5.5. Classes and class attributes

5.5.1. Why classes?

The motivation for classes is the same as the motivation for data types. There is a set of computations that have similar subparts and similar data storage needs, and therefore we want uniform ways of computing them. Thus, all containers contain elements and the in operator relates all containers to their elements; all lists are mutable sequences, so their is a shared append method used to add elements at the end. In general, we want objects with shared properties to share methods.

It often happens that in writing a module, a collection of functions organized around one task, that we can think of the task as revolving around some kind of computational object. There are two related reasons for analyzing the problem in these terms:

  1. There is a shared bundle of information involved in each computation.

  2. Once we have such a bundle of attributes, there are ways to compute further useful information.
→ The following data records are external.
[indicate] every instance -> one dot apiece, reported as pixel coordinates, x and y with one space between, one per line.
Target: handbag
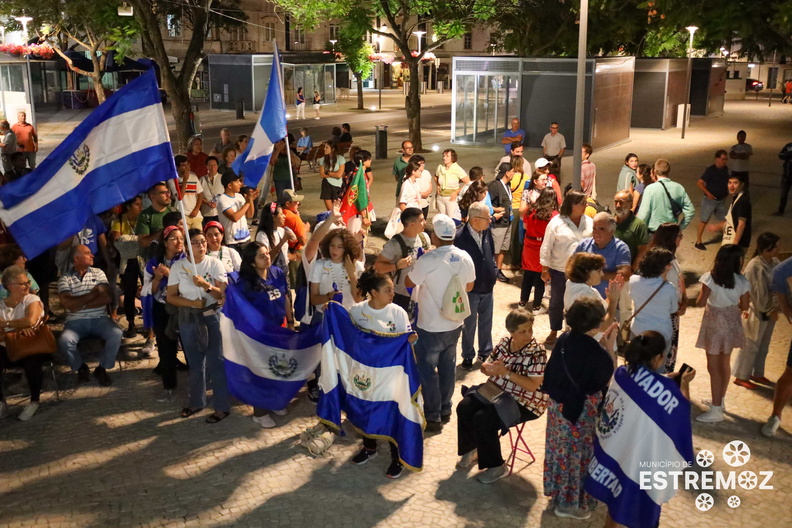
625 330
20 346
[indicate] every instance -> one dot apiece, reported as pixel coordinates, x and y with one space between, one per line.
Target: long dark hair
247 269
267 222
666 236
544 205
728 262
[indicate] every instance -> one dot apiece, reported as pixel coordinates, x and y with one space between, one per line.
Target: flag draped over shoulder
121 149
270 129
355 200
374 380
645 419
266 365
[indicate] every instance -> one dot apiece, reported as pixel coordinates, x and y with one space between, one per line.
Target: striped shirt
530 360
74 285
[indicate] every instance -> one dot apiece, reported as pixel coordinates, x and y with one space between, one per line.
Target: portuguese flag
355 200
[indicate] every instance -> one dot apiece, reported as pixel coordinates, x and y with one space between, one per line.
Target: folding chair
518 444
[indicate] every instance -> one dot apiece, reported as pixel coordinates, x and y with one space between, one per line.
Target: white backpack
456 306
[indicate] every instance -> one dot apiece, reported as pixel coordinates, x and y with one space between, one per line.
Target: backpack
456 306
425 245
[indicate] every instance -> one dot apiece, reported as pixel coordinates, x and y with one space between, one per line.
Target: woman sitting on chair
19 312
510 396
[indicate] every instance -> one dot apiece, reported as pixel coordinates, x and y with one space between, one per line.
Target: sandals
218 417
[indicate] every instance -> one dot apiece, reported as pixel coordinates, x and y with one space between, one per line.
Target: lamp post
692 30
24 20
In that case, we can think of the bearer of the bundle of information as an instance of a class of objects, and the various types of computation as methods of that class of objects. Now reasons 1 and 2 are also reasons for writing a function which makes the bundle of information arguments of the function. And since there is some overhead involved in creating classes, we generally only want classes when reason 2 involves multiple computations. That is, when we have a set of different kinds of things that need to be computed, all involving the same, or nearly the same, bundle of attributes. The motivations grow even stronger when there is some notion of state involved; that is, features of the bundle of information may change over time, as we perform different computations, but we still want essentially the same methods to apply. We then want some representation of that bundle that can persist over time.

The most transparent examples are those that correspond to objects in the world.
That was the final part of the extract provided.